Door zulke praktijken neemt de status van de journalistiek niet toe. In het algemeen zou het geen kwaad kunnen als het woord desgevraagd meer in de krantekolommen opdook. Maar interessanter is natuurlijk de vraag van welk gespreksmechaniekje de radiojournalist gebruik heeft gemaakt.

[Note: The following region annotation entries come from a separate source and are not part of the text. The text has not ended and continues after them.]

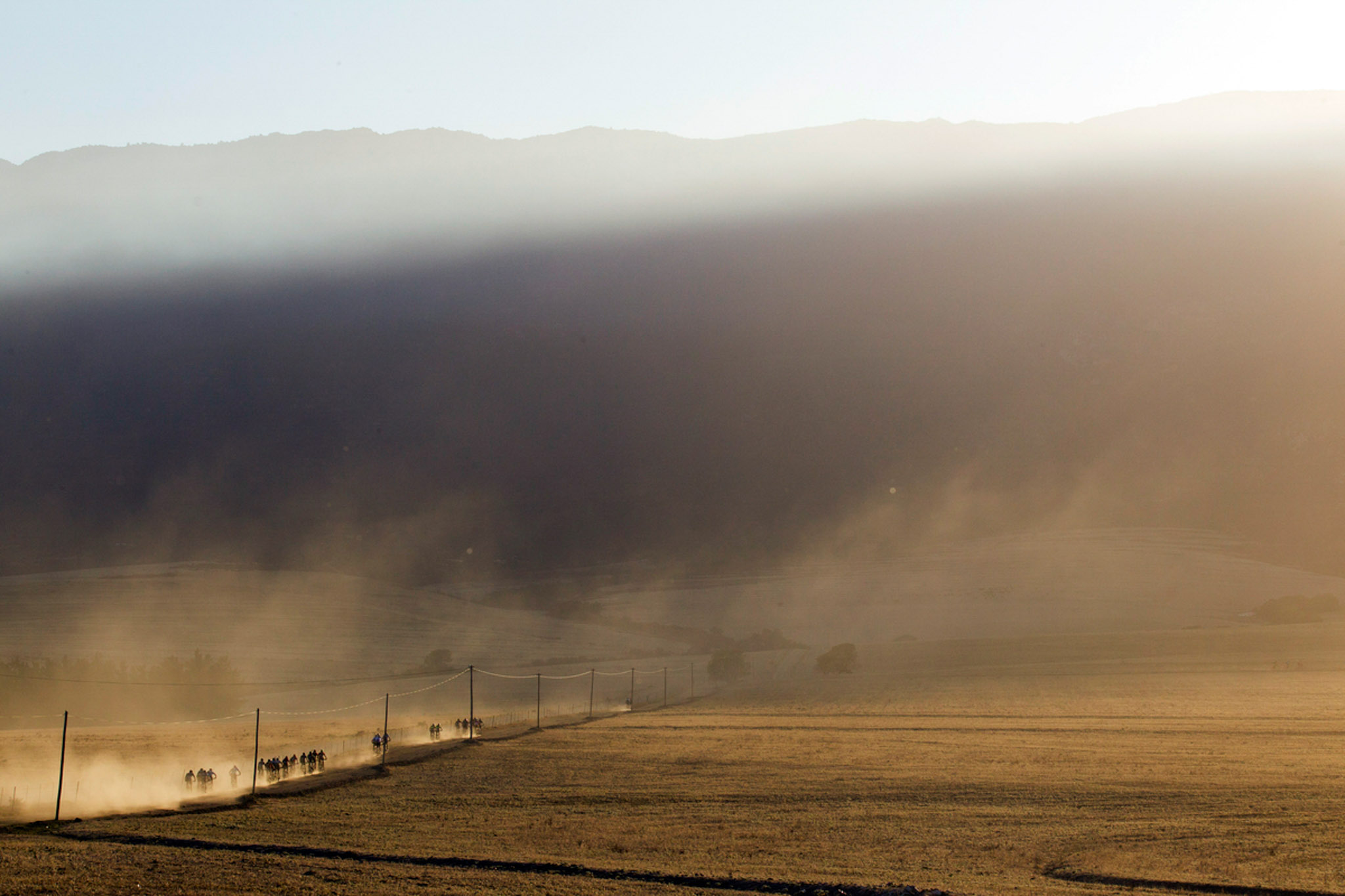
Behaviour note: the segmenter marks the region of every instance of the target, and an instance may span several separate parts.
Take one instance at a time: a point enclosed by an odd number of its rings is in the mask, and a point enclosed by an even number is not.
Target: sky
[[[588,125],[686,137],[1081,121],[1345,89],[1345,4],[0,0],[0,159],[101,144]]]

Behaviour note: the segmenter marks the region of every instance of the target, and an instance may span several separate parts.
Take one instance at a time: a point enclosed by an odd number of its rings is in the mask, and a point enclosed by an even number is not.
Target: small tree
[[[854,657],[853,643],[838,643],[818,657],[818,672],[823,674],[854,672]]]
[[[421,670],[424,672],[448,672],[452,668],[453,652],[443,647],[430,650],[425,654],[425,660],[421,661]]]
[[[736,681],[748,673],[748,664],[741,650],[716,650],[709,669],[714,681]]]

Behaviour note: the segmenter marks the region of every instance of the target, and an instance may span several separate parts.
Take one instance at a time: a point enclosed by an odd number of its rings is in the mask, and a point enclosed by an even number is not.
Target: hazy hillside
[[[245,678],[404,673],[430,650],[490,668],[682,653],[670,641],[331,572],[213,564],[0,578],[0,657],[147,664],[202,650]]]
[[[1239,101],[1205,102],[1196,111],[1229,118]],[[1313,102],[1338,107],[1334,94]],[[347,133],[39,157],[5,176],[36,204],[3,204],[4,227],[48,249],[52,234],[93,244],[79,228],[98,210],[100,227],[126,239],[137,226],[160,232],[178,212],[147,211],[155,191],[186,185],[238,199],[242,218],[194,219],[218,224],[221,246],[261,216],[285,239],[307,239],[317,218],[344,220],[373,249],[331,270],[11,286],[0,564],[225,559],[438,582],[619,563],[658,579],[1159,525],[1341,571],[1345,153],[1323,150],[1340,132],[1326,114],[1255,146],[1208,130],[1190,141],[1170,124],[1181,107],[1159,111],[1167,142],[1139,141],[1141,152],[1116,136],[1138,141],[1158,113],[1100,120],[1077,128],[1110,134],[1112,154],[1071,149],[1080,164],[1032,177],[990,168],[1013,157],[1005,146],[1026,145],[1020,134],[1032,144],[1075,126],[857,124],[728,148],[603,132],[533,142]],[[901,159],[924,161],[892,163],[890,144],[850,140],[861,132],[907,134],[902,145],[927,154]],[[940,149],[931,133],[951,142]],[[631,180],[608,164],[615,142],[639,160]],[[555,199],[557,220],[584,219],[616,196],[648,206],[644,226],[472,258],[425,244],[379,255],[378,208],[393,206],[342,197],[378,193],[381,177],[404,183],[378,153],[406,145],[499,161],[500,181],[453,181],[475,184],[486,206],[527,169],[538,180],[499,201],[529,220],[539,208],[529,203]],[[677,203],[640,192],[703,199],[690,180],[650,173],[677,168],[689,145],[755,160],[744,183],[779,199],[777,212],[734,200],[714,206],[741,212],[732,218],[678,219]],[[849,171],[831,164],[849,148],[866,171],[886,165],[889,185],[916,183],[948,171],[948,145],[989,160],[986,176],[951,192],[878,189],[857,207],[835,183],[810,193],[827,203],[795,201],[799,184],[781,173],[807,168],[823,183]],[[375,148],[377,171],[363,172],[352,160]],[[521,168],[491,156],[502,148],[522,153]],[[305,193],[324,196],[312,207],[286,204],[284,191],[278,206],[257,206],[280,181],[247,180],[253,156],[284,183],[344,172],[352,185]],[[588,180],[562,176],[581,168]],[[58,173],[40,187],[44,171]],[[720,181],[695,171],[721,199]],[[43,192],[51,184],[106,203],[65,207]],[[436,189],[425,195],[447,195]],[[486,227],[480,215],[459,220]],[[202,235],[184,232],[192,244]]]

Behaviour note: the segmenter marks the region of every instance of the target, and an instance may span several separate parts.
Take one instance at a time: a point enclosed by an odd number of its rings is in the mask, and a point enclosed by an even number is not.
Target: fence
[[[543,728],[549,719],[581,720],[662,708],[697,695],[694,661],[678,668],[592,668],[570,674],[518,674],[469,665],[452,674],[440,674],[441,678],[420,688],[385,690],[363,700],[316,709],[266,709],[261,705],[214,719],[172,721],[75,716],[70,712],[27,716],[32,720],[61,720],[59,751],[54,737],[50,746],[44,746],[36,729],[30,731],[24,742],[9,744],[16,754],[3,767],[22,775],[24,782],[5,782],[8,787],[0,783],[0,818],[61,821],[63,810],[73,817],[182,805],[215,793],[215,779],[225,775],[230,778],[229,793],[257,793],[285,778],[386,763],[389,744],[473,740],[484,731]],[[371,684],[402,677],[285,682],[289,690],[276,690],[276,685],[268,682],[229,686],[253,688],[254,695],[265,695],[269,688],[273,704],[293,705],[293,697],[286,701],[277,695],[313,688],[327,692],[364,688],[367,693]],[[702,681],[707,676],[702,674]],[[258,699],[258,703],[262,700]],[[312,704],[311,693],[305,695],[303,704]],[[476,724],[468,720],[476,720]],[[351,729],[351,723],[360,727]],[[432,729],[432,725],[437,728]],[[44,760],[42,754],[46,750],[51,752]],[[307,760],[309,754],[321,756],[321,764],[289,762],[291,756]],[[188,760],[192,755],[196,758]],[[71,759],[69,764],[67,758]],[[215,759],[219,760],[217,764],[230,771],[215,772],[211,764]],[[198,762],[202,764],[194,771]],[[180,771],[183,764],[187,766],[187,775]],[[46,774],[55,772],[54,780],[40,780],[43,766],[50,770]],[[200,775],[202,771],[206,775]],[[225,790],[222,780],[218,787]]]

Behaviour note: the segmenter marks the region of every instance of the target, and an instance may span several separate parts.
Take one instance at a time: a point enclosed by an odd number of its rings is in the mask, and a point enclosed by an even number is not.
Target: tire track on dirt
[[[1208,884],[1202,881],[1162,880],[1155,877],[1126,877],[1122,875],[1096,875],[1064,868],[1045,868],[1042,877],[1073,884],[1103,884],[1106,887],[1126,887],[1128,889],[1167,889],[1181,893],[1219,893],[1220,896],[1345,896],[1326,889],[1295,889],[1291,887],[1260,887],[1256,884]]]
[[[325,846],[286,846],[280,844],[231,844],[194,837],[160,837],[149,834],[117,834],[105,832],[51,832],[54,837],[82,842],[120,844],[124,846],[161,846],[168,849],[222,850],[262,856],[292,856],[297,858],[327,858],[352,862],[382,862],[393,865],[425,865],[433,868],[463,868],[469,870],[507,872],[515,875],[555,875],[561,877],[592,877],[597,880],[624,880],[642,884],[671,884],[698,889],[725,889],[755,893],[783,893],[784,896],[947,896],[942,889],[916,887],[869,887],[865,884],[824,884],[810,881],[764,880],[755,877],[714,877],[710,875],[674,875],[656,870],[628,870],[599,868],[570,862],[530,862],[504,858],[464,858],[460,856],[406,856],[398,853],[370,853],[356,849]]]

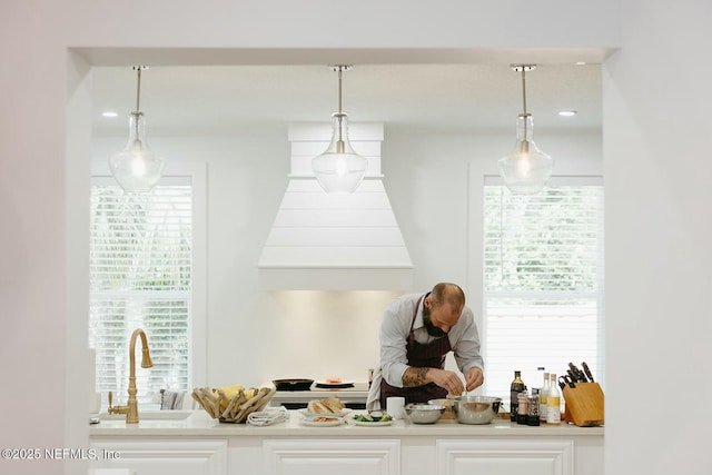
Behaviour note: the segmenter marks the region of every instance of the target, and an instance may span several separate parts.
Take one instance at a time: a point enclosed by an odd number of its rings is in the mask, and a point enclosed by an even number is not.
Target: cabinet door
[[[275,439],[263,444],[265,473],[398,475],[400,441]]]
[[[573,441],[437,441],[438,475],[573,475]]]
[[[95,441],[92,468],[129,468],[138,475],[226,475],[227,441]]]

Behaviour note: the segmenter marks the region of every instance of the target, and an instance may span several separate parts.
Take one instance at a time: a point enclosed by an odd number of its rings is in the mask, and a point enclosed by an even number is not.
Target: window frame
[[[190,358],[187,368],[189,393],[191,387],[204,386],[207,380],[207,164],[167,162],[159,185],[175,178],[187,178],[191,184],[192,263],[191,306],[188,321]],[[90,186],[93,186],[97,180],[115,180],[108,164],[92,162]],[[118,395],[119,400],[123,400],[123,396]]]
[[[471,219],[477,220],[477,222],[474,222],[474,225],[476,226],[475,228],[471,227],[471,230],[473,232],[473,235],[471,235],[471,240],[469,240],[469,246],[471,249],[477,249],[476,251],[472,251],[471,253],[471,257],[469,257],[469,264],[471,264],[471,269],[476,267],[477,271],[478,271],[478,276],[477,279],[472,279],[472,280],[476,280],[478,284],[478,296],[479,296],[479,305],[481,305],[481,311],[479,315],[476,315],[476,321],[479,328],[479,334],[481,334],[481,343],[482,343],[482,348],[481,352],[483,354],[483,356],[487,355],[488,352],[488,342],[487,342],[487,335],[488,335],[488,328],[487,328],[487,296],[492,297],[495,296],[494,293],[490,293],[487,294],[486,289],[485,289],[485,260],[484,260],[484,250],[485,250],[485,201],[484,201],[484,195],[485,195],[485,187],[486,186],[492,186],[492,185],[496,185],[496,186],[504,186],[504,180],[502,180],[501,177],[498,176],[491,176],[491,175],[485,175],[483,176],[483,179],[481,181],[481,187],[478,187],[477,190],[472,189],[472,195],[471,195],[471,209],[473,209],[473,207],[477,207],[478,209],[478,215],[475,216],[474,212],[469,212],[469,217]],[[603,177],[601,176],[589,176],[589,175],[581,175],[581,176],[555,176],[552,177],[551,181],[550,181],[550,187],[558,187],[558,186],[604,186],[603,182]],[[473,200],[472,198],[474,198],[474,195],[477,194],[478,197],[475,200]],[[605,199],[603,198],[601,201],[602,205],[602,212],[605,212]],[[604,226],[604,216],[601,218],[602,222],[601,226]],[[476,229],[476,230],[475,230]],[[473,239],[475,238],[475,239]],[[597,374],[597,379],[596,382],[600,383],[602,386],[604,385],[604,380],[605,380],[605,281],[604,281],[604,246],[605,246],[605,237],[602,236],[601,237],[601,241],[600,241],[600,246],[597,248],[597,276],[599,276],[599,281],[601,283],[601,288],[599,289],[596,296],[595,296],[595,304],[596,304],[596,308],[597,308],[597,320],[596,320],[596,360],[595,362],[587,362],[590,364],[590,366],[592,367],[592,369],[594,369],[594,365],[595,365],[595,369],[594,372]],[[475,255],[477,254],[477,256],[475,257]],[[471,283],[472,285],[472,283]],[[500,296],[505,296],[507,294],[511,293],[502,293],[500,294]],[[526,293],[522,293],[522,294],[526,294]],[[545,293],[543,293],[542,295],[544,295]],[[530,294],[531,295],[531,294]],[[556,295],[552,295],[553,297],[556,297]],[[581,362],[573,362],[575,364],[580,364]],[[592,364],[593,363],[593,364]],[[537,362],[532,362],[532,368],[526,368],[527,370],[531,370],[532,374],[536,373],[535,372],[535,366],[537,365]],[[485,359],[485,384],[483,385],[483,393],[484,394],[490,394],[488,393],[488,382],[487,382],[487,377],[486,377],[486,373],[487,373],[487,360]],[[520,369],[520,368],[512,368],[512,370],[514,369]],[[547,372],[550,368],[546,368]],[[558,369],[558,368],[555,368]],[[594,374],[594,376],[596,376],[596,374]],[[525,380],[525,383],[527,384],[528,387],[537,387],[540,386],[538,382],[532,379],[532,380]],[[508,397],[506,398],[506,403],[508,404]]]

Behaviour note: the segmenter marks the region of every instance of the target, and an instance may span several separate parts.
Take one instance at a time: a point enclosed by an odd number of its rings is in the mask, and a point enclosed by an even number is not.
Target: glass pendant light
[[[348,116],[342,111],[342,73],[350,66],[333,66],[338,72],[338,112],[332,115],[332,142],[312,159],[312,170],[326,192],[354,192],[364,178],[368,160],[348,140]]]
[[[522,97],[524,111],[516,119],[516,142],[510,155],[498,160],[500,175],[505,185],[515,195],[534,195],[541,191],[552,176],[554,160],[536,147],[534,139],[534,120],[526,111],[525,73],[536,68],[535,65],[516,65],[512,69],[522,72]]]
[[[156,155],[146,142],[146,119],[139,108],[141,96],[141,71],[145,66],[135,66],[138,73],[136,110],[129,118],[129,140],[126,148],[109,158],[109,167],[116,180],[126,192],[149,192],[160,179],[164,159]]]

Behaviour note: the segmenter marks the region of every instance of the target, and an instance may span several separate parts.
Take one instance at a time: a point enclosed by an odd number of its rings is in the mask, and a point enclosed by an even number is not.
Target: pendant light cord
[[[141,69],[142,66],[135,66],[134,69],[138,72],[138,81],[136,85],[136,111],[139,112],[141,109],[139,107],[139,100],[141,98]]]
[[[342,75],[344,73],[344,67],[338,67],[338,113],[342,113]]]
[[[522,66],[522,103],[526,116],[526,67]]]

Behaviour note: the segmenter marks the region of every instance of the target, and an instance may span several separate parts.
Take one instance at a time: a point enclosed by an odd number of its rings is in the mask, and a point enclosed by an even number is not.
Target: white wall
[[[514,128],[503,135],[386,130],[384,181],[415,266],[413,291],[458,283],[479,317],[482,218],[473,202],[514,137]],[[93,160],[106,164],[125,140],[95,137]],[[378,364],[383,310],[397,293],[265,293],[257,286],[257,259],[287,187],[286,127],[189,137],[160,130],[149,141],[171,164],[207,168],[207,306],[196,315],[205,319],[206,367],[196,368],[194,384],[366,380],[367,368]],[[600,135],[550,133],[537,144],[556,157],[557,174],[602,172]]]
[[[623,2],[624,48],[605,65],[611,474],[710,473],[710,18],[703,0]],[[671,385],[680,405],[655,396]]]
[[[266,48],[273,61],[324,55],[318,62],[327,63],[348,48],[344,56],[366,62],[369,55],[373,61],[394,53],[424,61],[457,51],[494,58],[516,47],[622,46],[606,61],[604,78],[606,350],[616,362],[606,385],[606,472],[704,473],[708,451],[699,434],[711,416],[694,409],[711,393],[710,379],[690,386],[680,369],[706,370],[712,317],[705,108],[712,90],[710,65],[700,62],[712,43],[709,2],[545,0],[533,8],[516,0],[437,7],[368,0],[344,8],[348,17],[327,1],[1,3],[0,406],[12,410],[3,415],[0,443],[86,446],[83,390],[67,376],[81,375],[86,342],[80,328],[87,316],[77,305],[86,295],[86,270],[80,249],[67,246],[86,222],[75,215],[85,201],[81,189],[67,192],[67,184],[81,182],[68,177],[88,174],[90,154],[88,112],[75,108],[86,110],[82,63],[68,48],[88,48],[90,63],[128,66],[196,61],[200,51],[175,50],[181,47],[220,48],[221,58],[234,61],[265,61],[264,49],[244,49]],[[537,28],[511,28],[528,23]],[[395,51],[421,47],[431,56]],[[230,55],[231,48],[240,50]],[[630,378],[631,368],[637,379]],[[676,398],[661,413],[651,393],[672,385],[694,397]],[[676,410],[685,408],[692,410],[682,418]],[[56,462],[0,464],[16,474],[61,469]],[[67,464],[66,473],[78,471]]]

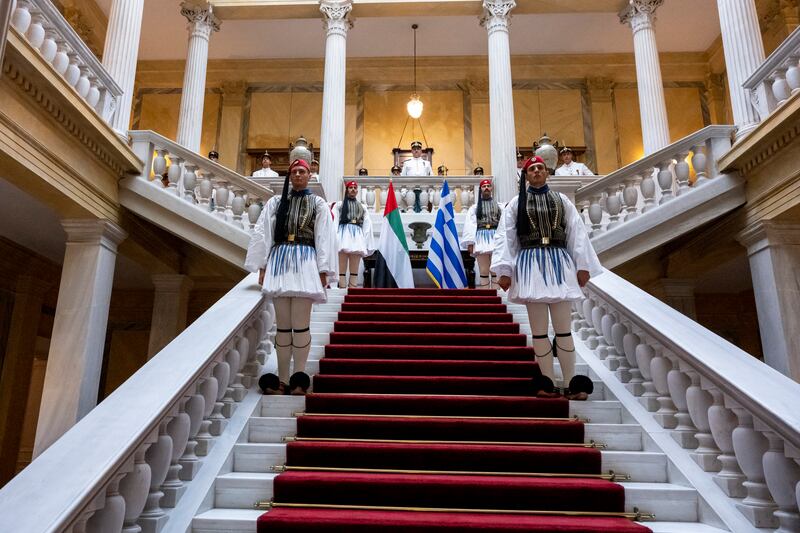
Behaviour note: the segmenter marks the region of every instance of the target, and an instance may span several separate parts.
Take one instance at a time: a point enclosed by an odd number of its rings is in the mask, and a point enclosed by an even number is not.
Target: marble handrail
[[[188,150],[153,131],[129,132],[133,151],[145,162],[140,179],[165,193],[182,197],[235,227],[252,229],[270,188]],[[156,176],[167,174],[164,185]]]
[[[242,430],[228,423],[242,418],[273,322],[246,277],[0,490],[3,529],[158,532],[186,514],[213,445]]]
[[[742,84],[761,120],[800,91],[800,28],[795,29]]]
[[[716,161],[730,149],[734,131],[734,126],[706,126],[579,188],[575,204],[587,212],[591,235],[617,228],[719,176]],[[690,182],[692,169],[695,180]]]
[[[754,526],[795,530],[800,384],[610,271],[587,287],[577,337]]]
[[[11,26],[111,123],[122,89],[50,0],[18,0]]]

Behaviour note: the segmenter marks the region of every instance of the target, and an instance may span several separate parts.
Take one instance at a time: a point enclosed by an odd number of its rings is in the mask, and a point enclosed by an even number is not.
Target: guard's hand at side
[[[497,280],[497,284],[500,285],[500,288],[504,291],[508,291],[509,287],[511,287],[511,278],[508,276],[500,276],[500,279]]]

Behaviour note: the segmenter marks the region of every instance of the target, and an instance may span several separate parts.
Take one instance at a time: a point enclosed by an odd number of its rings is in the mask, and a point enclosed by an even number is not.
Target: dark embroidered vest
[[[531,231],[529,235],[520,236],[520,246],[566,248],[567,222],[564,220],[564,201],[561,195],[550,190],[541,194],[529,190],[527,199]]]

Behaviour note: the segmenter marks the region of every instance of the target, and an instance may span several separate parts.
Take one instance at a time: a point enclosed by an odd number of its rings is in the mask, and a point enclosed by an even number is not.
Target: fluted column
[[[212,31],[219,31],[220,20],[212,7],[181,2],[181,15],[189,20],[189,51],[183,73],[181,112],[178,116],[178,144],[198,152],[203,132],[203,103],[206,96],[208,40]]]
[[[717,10],[733,121],[739,127],[736,136],[741,137],[758,123],[742,84],[764,62],[764,43],[753,0],[717,0]]]
[[[319,180],[329,202],[341,200],[344,175],[344,106],[348,18],[351,0],[321,0],[325,25],[325,79],[322,92],[322,127]]]
[[[497,199],[510,200],[517,192],[514,96],[511,92],[511,51],[508,24],[514,0],[483,0],[481,25],[489,34],[489,132],[492,138],[492,174]]]
[[[111,127],[125,136],[131,121],[143,12],[144,0],[114,0],[103,47],[103,66],[122,89]]]
[[[630,0],[620,13],[620,21],[633,31],[636,56],[636,85],[639,88],[639,114],[642,120],[644,155],[669,144],[669,122],[658,60],[655,11],[664,0]]]

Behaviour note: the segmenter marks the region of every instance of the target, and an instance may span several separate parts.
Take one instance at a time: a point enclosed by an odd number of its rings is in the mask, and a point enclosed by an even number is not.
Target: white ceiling
[[[97,0],[108,14],[112,0]],[[621,2],[624,3],[624,2]],[[180,0],[145,0],[139,59],[183,59],[186,20]],[[476,17],[360,18],[348,34],[349,57],[411,54],[411,24],[418,23],[421,56],[486,55],[486,32]],[[666,0],[659,8],[660,52],[700,52],[719,35],[715,0]],[[511,22],[512,54],[632,53],[630,30],[613,13],[517,15]],[[211,38],[211,59],[321,58],[321,20],[227,20]]]

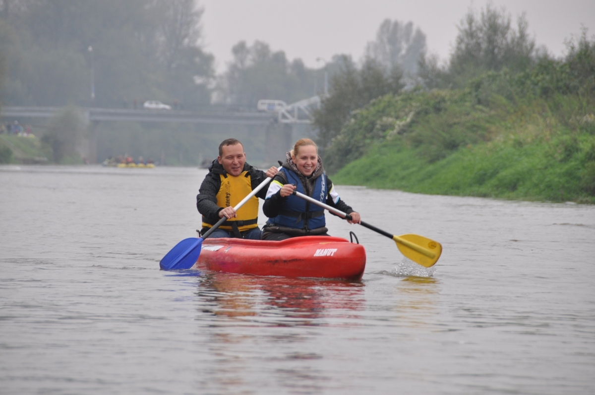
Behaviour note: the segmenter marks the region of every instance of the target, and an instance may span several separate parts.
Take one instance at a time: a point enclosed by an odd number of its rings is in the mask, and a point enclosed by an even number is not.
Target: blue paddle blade
[[[202,237],[184,239],[165,254],[159,266],[163,270],[190,269],[201,255]]]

Wie een gesprek voert, ondergaat - meestal onbewust - de drang tot samenwerking met zijn gesprekspartners. Hoe toevallig ook mensen met elkaar in gesprek zijn geraakt, toch lijkt het wel of ze tot elke prijs willen samenwerken. Geen vraag zo gek, of er komt een antwoord op. Het is zelfs zo dat een geïnterviewde zijn antwoorden tot in de subtielste details van de formulering aanpast aan de vraag. Dat bleek uit het volgende experiment. Een groep winkeliers werd telefonisch gevraagd: ‘Om hoe laat sluit de winkel?’ Een vergelijkbare tweede groep winkeliers moest antwoord geven op de vraag: ‘Hoe laat sluit de winkel?’ De eerste groep antwoordde merendeels ‘Om zes uur’, de andere groep ‘Zes uur’.